NumPy also provides powerful capabilities to create arrays of records, as multiple data types live in one NumPy array. However, one principle in NumPy that still needs to be honored is that the data type in each field (think of this as a column in the records) needs to be homogeneous.
Imagine that we have several categories of data on a number of students say, name, roll number, and test scores.
name = ["Alice","Beth","Cathy","Dorothy"]
studentId = [1,2,3,4]
score = [85.4,90.4,87.66,78.9]
There’s nothing here that tells us that the three arrays are related; it would be more natural if we could use a single structure to store all of this data.
Define the np array with the names of the ‘columns’ and the data format for each¶
U10 represents a 10-character Unicode string
i4 is short for int32 (i for int, 4 for 4 bytes)

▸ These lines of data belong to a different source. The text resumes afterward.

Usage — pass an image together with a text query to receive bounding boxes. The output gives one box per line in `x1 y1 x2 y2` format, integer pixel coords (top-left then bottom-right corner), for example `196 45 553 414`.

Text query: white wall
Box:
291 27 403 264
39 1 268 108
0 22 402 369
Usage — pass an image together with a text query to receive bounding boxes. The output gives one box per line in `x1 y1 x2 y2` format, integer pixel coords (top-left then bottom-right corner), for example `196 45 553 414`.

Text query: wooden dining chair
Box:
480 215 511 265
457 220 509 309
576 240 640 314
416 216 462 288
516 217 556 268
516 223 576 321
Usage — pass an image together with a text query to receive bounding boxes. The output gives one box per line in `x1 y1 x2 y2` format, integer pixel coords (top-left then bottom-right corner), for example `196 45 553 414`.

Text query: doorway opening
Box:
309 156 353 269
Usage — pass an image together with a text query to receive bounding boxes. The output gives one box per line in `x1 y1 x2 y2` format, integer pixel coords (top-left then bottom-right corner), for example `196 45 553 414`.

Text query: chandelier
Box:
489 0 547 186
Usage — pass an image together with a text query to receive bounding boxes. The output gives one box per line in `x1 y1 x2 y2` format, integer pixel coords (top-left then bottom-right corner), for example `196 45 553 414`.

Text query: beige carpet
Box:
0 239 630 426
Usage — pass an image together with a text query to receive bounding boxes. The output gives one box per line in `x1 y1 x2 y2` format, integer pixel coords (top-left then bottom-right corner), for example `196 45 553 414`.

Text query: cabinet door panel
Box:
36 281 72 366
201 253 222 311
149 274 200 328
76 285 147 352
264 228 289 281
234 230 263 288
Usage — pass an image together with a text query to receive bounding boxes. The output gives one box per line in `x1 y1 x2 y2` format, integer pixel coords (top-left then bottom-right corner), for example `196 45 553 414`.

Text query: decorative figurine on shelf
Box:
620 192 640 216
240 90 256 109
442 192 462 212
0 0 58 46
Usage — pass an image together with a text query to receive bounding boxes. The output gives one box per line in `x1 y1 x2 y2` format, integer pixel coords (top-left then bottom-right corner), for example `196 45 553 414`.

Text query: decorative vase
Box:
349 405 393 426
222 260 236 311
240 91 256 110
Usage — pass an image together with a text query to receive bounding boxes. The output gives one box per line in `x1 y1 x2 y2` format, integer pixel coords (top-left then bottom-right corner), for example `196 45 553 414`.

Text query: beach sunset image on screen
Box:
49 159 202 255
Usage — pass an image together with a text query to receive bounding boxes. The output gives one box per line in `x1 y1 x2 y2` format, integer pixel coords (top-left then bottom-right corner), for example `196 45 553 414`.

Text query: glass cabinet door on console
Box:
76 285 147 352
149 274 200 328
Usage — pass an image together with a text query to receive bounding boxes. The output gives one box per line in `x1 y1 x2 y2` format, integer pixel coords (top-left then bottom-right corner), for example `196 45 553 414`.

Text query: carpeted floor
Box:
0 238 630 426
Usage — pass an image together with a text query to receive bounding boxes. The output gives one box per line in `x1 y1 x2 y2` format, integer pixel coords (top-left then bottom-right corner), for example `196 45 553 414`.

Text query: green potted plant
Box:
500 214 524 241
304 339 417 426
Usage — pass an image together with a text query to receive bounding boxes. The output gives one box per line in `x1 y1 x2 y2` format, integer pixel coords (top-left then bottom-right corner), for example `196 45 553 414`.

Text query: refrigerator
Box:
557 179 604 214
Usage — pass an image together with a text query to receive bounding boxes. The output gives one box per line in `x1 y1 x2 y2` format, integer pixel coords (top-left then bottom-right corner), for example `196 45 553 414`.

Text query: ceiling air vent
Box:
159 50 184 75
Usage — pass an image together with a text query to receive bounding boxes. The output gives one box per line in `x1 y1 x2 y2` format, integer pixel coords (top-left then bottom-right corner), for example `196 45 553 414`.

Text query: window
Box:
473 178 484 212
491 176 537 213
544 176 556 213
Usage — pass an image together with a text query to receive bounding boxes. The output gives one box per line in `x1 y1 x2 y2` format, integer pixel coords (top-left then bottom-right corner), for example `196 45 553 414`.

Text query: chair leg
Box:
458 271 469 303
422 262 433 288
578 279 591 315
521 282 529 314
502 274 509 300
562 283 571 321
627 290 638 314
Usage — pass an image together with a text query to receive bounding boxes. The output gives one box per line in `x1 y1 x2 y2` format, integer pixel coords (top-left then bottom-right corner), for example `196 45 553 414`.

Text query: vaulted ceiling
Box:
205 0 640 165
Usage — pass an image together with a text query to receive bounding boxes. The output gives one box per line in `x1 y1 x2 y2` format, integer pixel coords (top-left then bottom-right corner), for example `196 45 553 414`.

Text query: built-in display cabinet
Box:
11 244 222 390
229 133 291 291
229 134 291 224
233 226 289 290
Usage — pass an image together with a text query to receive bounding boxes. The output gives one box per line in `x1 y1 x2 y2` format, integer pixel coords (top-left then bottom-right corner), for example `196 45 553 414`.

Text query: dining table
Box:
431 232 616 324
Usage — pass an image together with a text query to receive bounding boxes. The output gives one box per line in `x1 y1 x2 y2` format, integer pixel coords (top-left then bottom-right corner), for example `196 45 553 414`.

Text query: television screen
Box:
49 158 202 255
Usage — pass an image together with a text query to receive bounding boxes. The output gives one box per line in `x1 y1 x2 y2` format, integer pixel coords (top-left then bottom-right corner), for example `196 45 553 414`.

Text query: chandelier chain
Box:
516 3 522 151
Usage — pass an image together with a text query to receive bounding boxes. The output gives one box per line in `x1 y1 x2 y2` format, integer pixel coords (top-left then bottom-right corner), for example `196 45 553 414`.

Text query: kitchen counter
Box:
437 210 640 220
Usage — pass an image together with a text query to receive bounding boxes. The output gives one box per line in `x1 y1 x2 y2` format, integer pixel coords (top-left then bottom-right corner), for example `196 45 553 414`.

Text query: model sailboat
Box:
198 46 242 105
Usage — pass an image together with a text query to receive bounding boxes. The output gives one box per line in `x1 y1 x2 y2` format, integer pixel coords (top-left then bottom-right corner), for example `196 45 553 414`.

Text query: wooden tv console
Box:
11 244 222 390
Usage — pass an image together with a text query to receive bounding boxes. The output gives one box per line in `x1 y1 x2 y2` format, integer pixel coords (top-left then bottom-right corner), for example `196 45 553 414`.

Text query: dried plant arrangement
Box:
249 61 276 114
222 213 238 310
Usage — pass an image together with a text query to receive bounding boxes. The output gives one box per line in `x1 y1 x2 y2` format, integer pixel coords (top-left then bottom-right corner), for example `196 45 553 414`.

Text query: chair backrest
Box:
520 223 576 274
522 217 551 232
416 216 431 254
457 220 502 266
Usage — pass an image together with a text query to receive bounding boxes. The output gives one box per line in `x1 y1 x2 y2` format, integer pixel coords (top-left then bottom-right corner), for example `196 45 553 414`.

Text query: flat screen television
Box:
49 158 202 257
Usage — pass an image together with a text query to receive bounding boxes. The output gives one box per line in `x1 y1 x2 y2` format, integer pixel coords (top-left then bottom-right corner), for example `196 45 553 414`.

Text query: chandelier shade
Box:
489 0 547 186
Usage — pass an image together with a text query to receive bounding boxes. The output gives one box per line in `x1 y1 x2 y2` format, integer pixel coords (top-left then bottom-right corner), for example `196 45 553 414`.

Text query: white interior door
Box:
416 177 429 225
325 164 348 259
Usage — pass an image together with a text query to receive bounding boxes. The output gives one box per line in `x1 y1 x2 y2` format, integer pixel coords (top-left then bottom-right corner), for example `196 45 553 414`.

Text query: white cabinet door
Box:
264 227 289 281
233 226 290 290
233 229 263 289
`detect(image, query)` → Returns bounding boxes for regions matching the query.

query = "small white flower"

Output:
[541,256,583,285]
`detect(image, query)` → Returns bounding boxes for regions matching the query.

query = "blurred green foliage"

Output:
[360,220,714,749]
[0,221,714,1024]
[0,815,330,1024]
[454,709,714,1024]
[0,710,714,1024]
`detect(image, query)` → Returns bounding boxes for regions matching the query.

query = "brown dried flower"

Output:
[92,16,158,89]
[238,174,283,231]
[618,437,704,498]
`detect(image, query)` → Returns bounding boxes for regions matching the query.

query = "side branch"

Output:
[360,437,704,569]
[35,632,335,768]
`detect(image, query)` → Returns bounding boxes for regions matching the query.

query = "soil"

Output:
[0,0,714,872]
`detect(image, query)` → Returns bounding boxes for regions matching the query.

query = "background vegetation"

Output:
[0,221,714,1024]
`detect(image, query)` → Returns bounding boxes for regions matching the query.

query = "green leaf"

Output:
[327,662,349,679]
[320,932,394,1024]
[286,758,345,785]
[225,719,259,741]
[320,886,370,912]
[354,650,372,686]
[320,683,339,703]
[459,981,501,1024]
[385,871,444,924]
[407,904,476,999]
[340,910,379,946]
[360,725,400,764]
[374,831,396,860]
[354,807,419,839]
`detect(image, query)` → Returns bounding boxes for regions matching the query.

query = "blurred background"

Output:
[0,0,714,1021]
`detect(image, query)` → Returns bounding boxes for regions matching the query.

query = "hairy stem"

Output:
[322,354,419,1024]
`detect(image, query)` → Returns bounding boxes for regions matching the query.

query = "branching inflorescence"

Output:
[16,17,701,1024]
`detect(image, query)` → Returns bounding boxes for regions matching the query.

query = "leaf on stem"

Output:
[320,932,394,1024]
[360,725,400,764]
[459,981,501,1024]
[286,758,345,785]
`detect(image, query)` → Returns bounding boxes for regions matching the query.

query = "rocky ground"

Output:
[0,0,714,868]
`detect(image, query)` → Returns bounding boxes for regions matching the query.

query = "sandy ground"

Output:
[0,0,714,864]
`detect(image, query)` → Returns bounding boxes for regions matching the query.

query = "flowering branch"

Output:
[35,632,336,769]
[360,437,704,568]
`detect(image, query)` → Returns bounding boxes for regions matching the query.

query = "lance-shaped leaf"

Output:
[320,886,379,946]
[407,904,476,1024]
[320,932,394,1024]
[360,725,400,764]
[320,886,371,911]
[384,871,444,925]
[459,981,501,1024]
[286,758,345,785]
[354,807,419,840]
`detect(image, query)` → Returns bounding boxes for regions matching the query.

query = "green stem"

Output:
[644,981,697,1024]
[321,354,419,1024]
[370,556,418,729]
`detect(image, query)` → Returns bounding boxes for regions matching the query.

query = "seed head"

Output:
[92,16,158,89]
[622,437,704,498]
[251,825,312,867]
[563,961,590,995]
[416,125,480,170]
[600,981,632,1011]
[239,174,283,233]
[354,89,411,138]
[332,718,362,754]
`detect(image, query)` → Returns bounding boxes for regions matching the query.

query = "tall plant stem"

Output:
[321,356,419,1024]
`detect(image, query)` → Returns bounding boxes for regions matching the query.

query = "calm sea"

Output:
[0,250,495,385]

f8 is shorthand for float64
student_data = np.zeros(4, dtype={'names':('name', 'studentId', 'score'),
'formats':('U10', 'i4', 'f8')})
np.zeros() for a string sets it to an empty string¶
student_data
print(student_data.dtype)
Now that we’ve created an empty container array, we can fill the array with our lists of values
student_data['name'] = name
student_data['studentId'] = studentId
student_data['score'] = score
print(student_data)
The handy thing with structured arrays is that you can now refer to values either by index or by name
student_data['name']
student_data['studentId']
student_data['score']
If you index student_data at position 1 you get a structure:
student_data[1]
Get the name attribute from the last row¶
student_data[-1]['name']
Get names where score is above 85¶
student_data[student_data['score'] > 85]['name']
Note that if you’d like to do any operations that are any more complicated than these, you should probably consider the Pandas package with provides a powerful data structure called data frames.